The Sunday Intertitle: Catherine Was Great

Posted in FILM with tags , , , , , , on April 7, 2019 by dcairns

This is the little essay I penned for HippFest to accompany the screening of FORBIDDEN PARADISE: introducing a general audience to the filmmaker and stars, that sort of thing. Hope you enjoy.

Ernst Lubitsch came to Hollywood as part of the first European exodus, what Billy Wilder called “the exodus of the talented ones.” In other words, Lubitsch didn’t leave Germany because he was Jewish, but because Hollywood offered him a lot of money and a set of fresh challenges. Later, he would become Wilder’s mentor, teaching the director of Some Like it Hot much about the art of comedy.

In his native land, Lubitsch had begun as a rather broad clown, before becoming a sensitive director of historical epics which uncovered the private lives of kings and queens from Ann Boleyn to Marie Antoinette. His ability to probe these boudoir activities without ever upsetting the censor made him ideally suited to the movies’ golden age: the famous “Lubitsch touch” referred to this ability to be discretely suggestive, titillating without vulgarity. He became famous for his use of closed doors (much on display here, along with the attendant keyholes), which could imply offscreen antics far filthier than anything that could be shown at the time.

In Hollywood, Lubitsch embarked on a series of more modern stories with The Marriage Circle, where he found star Adolphe Menjou an ideal interpreter of his sly wit. And Menjou, as the fixer to a lusty queen, is very much the star attraction in Forbidden Paradise, despite the presence of the stellar glamour icon Pola Negri, with whom Lubitsch had made several German films.

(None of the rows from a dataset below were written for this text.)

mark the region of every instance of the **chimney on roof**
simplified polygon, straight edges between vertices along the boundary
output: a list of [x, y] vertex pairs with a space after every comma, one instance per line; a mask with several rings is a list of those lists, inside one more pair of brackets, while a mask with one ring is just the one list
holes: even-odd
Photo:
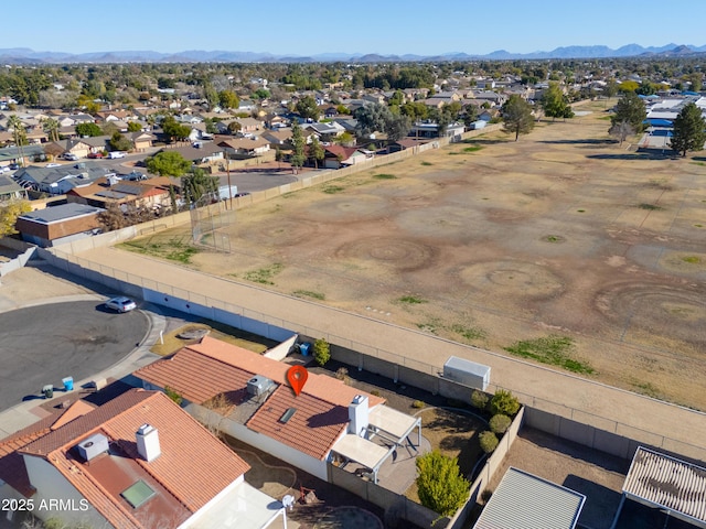
[[142, 424], [137, 433], [137, 452], [148, 463], [154, 461], [162, 453], [159, 447], [159, 434], [157, 429], [150, 424]]
[[364, 438], [367, 432], [368, 414], [367, 414], [367, 397], [356, 395], [349, 404], [349, 432]]

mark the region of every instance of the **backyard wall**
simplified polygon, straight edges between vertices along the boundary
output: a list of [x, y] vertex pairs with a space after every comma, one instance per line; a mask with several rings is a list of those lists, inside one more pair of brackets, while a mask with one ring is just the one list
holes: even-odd
[[[385, 509], [385, 512], [394, 512], [395, 516], [410, 521], [419, 527], [431, 527], [434, 520], [439, 518], [439, 515], [434, 510], [426, 508], [424, 505], [419, 505], [405, 496], [398, 495], [374, 484], [357, 477], [356, 475], [339, 468], [334, 465], [329, 465], [329, 479], [331, 484], [341, 487], [361, 498], [377, 505]], [[435, 529], [443, 529], [449, 522], [448, 518], [441, 518], [434, 523]]]
[[[272, 438], [257, 433], [245, 424], [224, 418], [203, 406], [190, 403], [184, 410], [202, 424], [206, 424], [210, 429], [216, 429], [223, 433], [227, 433], [232, 438], [243, 441], [250, 446], [255, 446], [263, 452], [267, 452], [320, 479], [327, 481], [328, 478], [325, 461], [317, 460], [291, 446], [275, 441]], [[302, 485], [307, 486], [306, 483], [302, 483]]]

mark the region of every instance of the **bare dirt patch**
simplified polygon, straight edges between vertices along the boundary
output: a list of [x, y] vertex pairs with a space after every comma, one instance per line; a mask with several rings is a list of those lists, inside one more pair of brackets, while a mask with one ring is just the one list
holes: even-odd
[[706, 409], [704, 169], [625, 152], [601, 105], [250, 206], [189, 266], [491, 350], [570, 336], [591, 378]]

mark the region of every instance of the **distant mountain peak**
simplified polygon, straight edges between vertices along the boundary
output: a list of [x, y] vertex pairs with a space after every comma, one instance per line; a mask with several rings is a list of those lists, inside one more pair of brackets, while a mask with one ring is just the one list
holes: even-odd
[[173, 53], [159, 53], [152, 51], [104, 51], [81, 54], [63, 52], [35, 52], [28, 47], [12, 47], [0, 50], [0, 61], [3, 64], [64, 64], [64, 63], [256, 63], [256, 62], [417, 62], [417, 61], [472, 61], [472, 60], [531, 60], [531, 58], [603, 58], [629, 56], [688, 56], [706, 52], [706, 45], [688, 46], [670, 43], [664, 46], [643, 47], [639, 44], [625, 44], [618, 50], [605, 45], [590, 46], [560, 46], [550, 52], [514, 53], [506, 50], [496, 50], [492, 53], [480, 55], [468, 52], [450, 52], [442, 55], [385, 55], [379, 53], [349, 54], [338, 52], [324, 52], [321, 54], [277, 55], [268, 52], [232, 52], [232, 51], [204, 51], [188, 50]]

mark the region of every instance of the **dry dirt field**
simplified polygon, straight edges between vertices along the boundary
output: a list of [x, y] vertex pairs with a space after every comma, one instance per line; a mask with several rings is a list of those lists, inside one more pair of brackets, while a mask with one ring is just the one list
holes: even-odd
[[586, 376], [706, 410], [706, 159], [581, 110], [242, 209], [189, 266], [495, 352], [567, 336]]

Negri had always wanted to play Catherine the Great, and that’s more or less what she’s doing here, though the story is updated and the location changed to one of those little Ruritanian films so beloved of this director. The idea of the royal lady who uses her personal guard as a male harem certainly derives from gossip about the tsarina. Here, hilariously named leading man Rod La Rocq is on hand to be seduced – something of a stiff in early talkies, his wooden demeanour is perfectly exploited by Lubitsch as he plays an upright plank of a man, astonished to find he’s as corruptible as anyone else. Among Lubitsch’s many gifts was an ability to find comedy gold in unlikely places, often transforming unpromising stars into effective comedians by exploiting their weaknesses (comedy is all about weakness).

Pola is tempestuous and lusty as her fans expected, but also poking fun at her own persona. Having taken royalty slightly seriously in Europe, he was waking up to the comic possibilities, which he would go on to exploit in a whole series of operetta-films and Ruritanian romances. In Lubitsch’s world, power is always in the hands of people as basically ignoble and petty as the rest of us, so the contrast between the dignity of office and the indignity of basic human life is sharply expressed. “At least twice a day, the most dignified man in the world is ridiculous,” he was fond of saying.

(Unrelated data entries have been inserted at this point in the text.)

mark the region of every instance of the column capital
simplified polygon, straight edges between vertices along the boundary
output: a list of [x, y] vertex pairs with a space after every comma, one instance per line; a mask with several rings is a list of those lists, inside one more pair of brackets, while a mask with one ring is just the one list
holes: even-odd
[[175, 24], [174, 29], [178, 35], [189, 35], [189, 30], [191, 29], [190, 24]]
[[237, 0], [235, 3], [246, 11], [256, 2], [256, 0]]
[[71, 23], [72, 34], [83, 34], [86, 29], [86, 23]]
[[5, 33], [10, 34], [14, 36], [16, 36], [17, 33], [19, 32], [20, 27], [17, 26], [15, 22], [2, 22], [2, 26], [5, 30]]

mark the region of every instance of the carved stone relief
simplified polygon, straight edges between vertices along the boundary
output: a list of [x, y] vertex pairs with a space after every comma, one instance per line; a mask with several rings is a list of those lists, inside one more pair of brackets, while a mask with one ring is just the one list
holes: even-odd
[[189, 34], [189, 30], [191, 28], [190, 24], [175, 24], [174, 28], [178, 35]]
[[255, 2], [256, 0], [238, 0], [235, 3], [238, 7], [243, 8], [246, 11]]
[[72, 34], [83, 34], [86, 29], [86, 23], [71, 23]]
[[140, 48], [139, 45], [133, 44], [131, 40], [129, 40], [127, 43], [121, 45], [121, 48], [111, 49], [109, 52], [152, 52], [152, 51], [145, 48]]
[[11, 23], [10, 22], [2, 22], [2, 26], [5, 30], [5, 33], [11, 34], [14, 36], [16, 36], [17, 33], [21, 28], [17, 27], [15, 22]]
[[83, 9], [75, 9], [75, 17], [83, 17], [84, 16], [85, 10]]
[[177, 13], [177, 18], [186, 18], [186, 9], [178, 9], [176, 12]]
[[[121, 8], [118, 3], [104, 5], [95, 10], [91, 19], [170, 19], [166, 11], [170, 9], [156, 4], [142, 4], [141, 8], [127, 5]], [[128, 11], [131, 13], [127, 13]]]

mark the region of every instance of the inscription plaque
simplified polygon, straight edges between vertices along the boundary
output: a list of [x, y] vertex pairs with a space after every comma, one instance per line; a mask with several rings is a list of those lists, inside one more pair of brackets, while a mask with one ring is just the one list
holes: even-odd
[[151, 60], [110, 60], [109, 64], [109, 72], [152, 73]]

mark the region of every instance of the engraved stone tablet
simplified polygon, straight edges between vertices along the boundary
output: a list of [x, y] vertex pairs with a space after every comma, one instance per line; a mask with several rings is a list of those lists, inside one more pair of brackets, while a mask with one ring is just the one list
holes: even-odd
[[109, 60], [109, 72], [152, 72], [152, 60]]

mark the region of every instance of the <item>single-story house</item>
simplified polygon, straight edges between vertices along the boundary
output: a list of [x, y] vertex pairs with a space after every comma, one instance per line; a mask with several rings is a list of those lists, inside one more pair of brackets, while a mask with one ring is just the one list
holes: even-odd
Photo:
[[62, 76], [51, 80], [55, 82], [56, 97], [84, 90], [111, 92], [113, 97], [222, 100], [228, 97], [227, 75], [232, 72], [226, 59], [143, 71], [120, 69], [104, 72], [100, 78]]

But it’s the silk-hatted, mustachioed Menjou, exuding the satisfaction of a cat who’s just cornered the world market in cream, who captures the attention, his smallest gesture registering as a comic tour de force. Always on top of the situation even when it seems he’s sure to be flummoxed, never at a loss for words (no mean trick in a silent film), and somehow just slightly aware of our admiration (or maybe it’s his own?), Menjou holds the film together, adding dry wit even to scenes he’s not in.

One of Lubitsch’s advantages in Hollywood was his background in European theatre: he knew of seemingly thousands of obscure but well-designed plays that could be adapted to the screen. Rivals suspected him of employing a secret roomful of Hungarians, penning all these plays especially for him to turn into films.

Lubitsch must have liked this story: he adapted it again as A Royal Scandal in 1945, with Tallulah Bankhead as a formidable Queen Catherine. But Pola got there first.